Stock Market Investment Shot, 24th November 2022

Stock Market Investment Shot, 28th December 2022

Stock Market Investment Shot, 28th December 2022

The US Federal Reserve published the minutes of the 02nd November FOMC meeting late on 23rd November 2022. Two things emerged from the FOMC minutes. Firstly, the views of the FOMC members and the emerging dot plot chart is quite clear that rate hikes would slow from here on. However, it is also evident that the terminal rate of interest would be higher than originally envisaged, which means it would be well above the 5% mark. Fed rates are already in the range of 3.75% to 4.00% after the November hike.

It looks like a massive value downgrade for Byju’s. One of its key shareholders, Prosus NV, has written down the value of its 9.67% stake in Byju’s to $578 million as of the end of the third quarter. Now, that pegs the indicative valuation of Byju’s overall at closer to $5.9 billion as against the valuation in its latest funding round at $22 billion. Reclassification of holdings is common among large PE investors, but Prosus has not decided to exit from Byju’s. The edtech had reported net loss of Rs4,588 crore in FY21 fiscal year.

Gautam Adani is trying to woo sovereign funds to raise close to $5 billion to fund his ambitious business plans in green energy. However, banks have been urging Adani to reduce its leverage levels at the earliest.
Mubadala Investments and ADIA are some of the sovereign funds that Adani has reached out to. He has also approached the Canadian Pension Fund to participate in the group equity. Already, ADIA and Qatar Investment Authority are among the key investors in Adani group. Its leverage has been often red-flagged.

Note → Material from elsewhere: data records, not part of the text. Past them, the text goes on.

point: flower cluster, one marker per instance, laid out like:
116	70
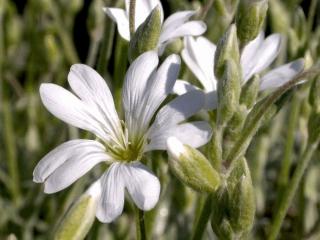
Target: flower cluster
151	121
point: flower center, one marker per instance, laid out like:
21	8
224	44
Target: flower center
127	151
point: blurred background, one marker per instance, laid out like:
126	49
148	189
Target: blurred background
41	39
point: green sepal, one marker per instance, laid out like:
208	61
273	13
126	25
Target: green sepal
249	19
79	219
146	37
191	167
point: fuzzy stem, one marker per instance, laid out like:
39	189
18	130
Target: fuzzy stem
291	190
11	156
202	222
288	154
242	144
140	226
132	14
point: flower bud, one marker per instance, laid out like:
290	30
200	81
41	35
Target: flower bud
314	97
96	19
249	19
241	198
191	167
227	49
228	92
249	92
279	17
147	35
80	217
173	47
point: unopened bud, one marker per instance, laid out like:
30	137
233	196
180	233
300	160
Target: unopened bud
249	92
227	49
279	16
228	92
299	24
80	217
249	19
192	167
147	35
173	47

FDI flows into India in H1FY23 fell by 14% to $26.9 billion as per data put out by the DPIIT. The comparative figure stood at $31.15 billion in the previous year. However, if reinvested earnings were also added to the FDI flows, then the figure is closer to $39 billion in H1FY23. In the first half, Singapore was the top FDI investor in India at $10 billion followed by Mauritius at $3.32 billion and UAE at $2.95 billion. The US, the Netherlands and Japan followed after that. IT and ITES attracted the bulk of the FDI flows at $10.5 billion.

With the 04th December deadline approaching, the European Union is considering capping the price of Russian crude at between $65 and $70/bbl. A final confirmation is still awaited. The price of $70/bbl is much higher than the cost of production of oil for Russia, so it leaves them with a margin still. For Russia, it may not make a difference since it is already selling oil at a discount. The sharp price fall in Brent Crude was after the details of the likely price cap was announced. For Russia this may be like business as usual.

A recent research report has pointed out that lumpsum gross inflows into equity funds (ex-NFOs) stood at Rs17,900 in October 2022. This is the lowest level witnessed since November 2020. With the Nifty at close to its highs, investors are obviously waiting for a better entry point. But another reason is that a lot of equity fund inflows have gravitated towards SIPs while passive funds like ETFs and index funds have also taken away a chunk of the traditional active equity fund lumpsum flows. HNIs have preferred passive.

Adani Enterprises, the flagship incubator of the Adani group, plans to issue $1.8 billion in new shares as part of its follow-on offer. The sale amount could go as high as $2.4 billion and is likely to happen around middle of next year. Adani Enterprises stock has risen 136% in 2022 so far and with a market cap of $56 billion, it is among the 10 most valuable companies in India. This will also help address the allegations of small free float in Adani group companies. It is also tapping sovereign funds for raising up to $10 billion.

SEBI has announced that in the interests of operational efficiency, all F&O stocks would transition to T+1 cycle from January 2023. Originally, these were to transition in 2 tranches in December and January. The essence of T+1 is that stock deliveries on purchase and funds credit on sale would be completed the day after the trade itself. It would release locked up capital and make markets more efficient. India had last moved from T+3 to T+2 settlement in the year 2003, so after 19 years there is a strong case for upgrade.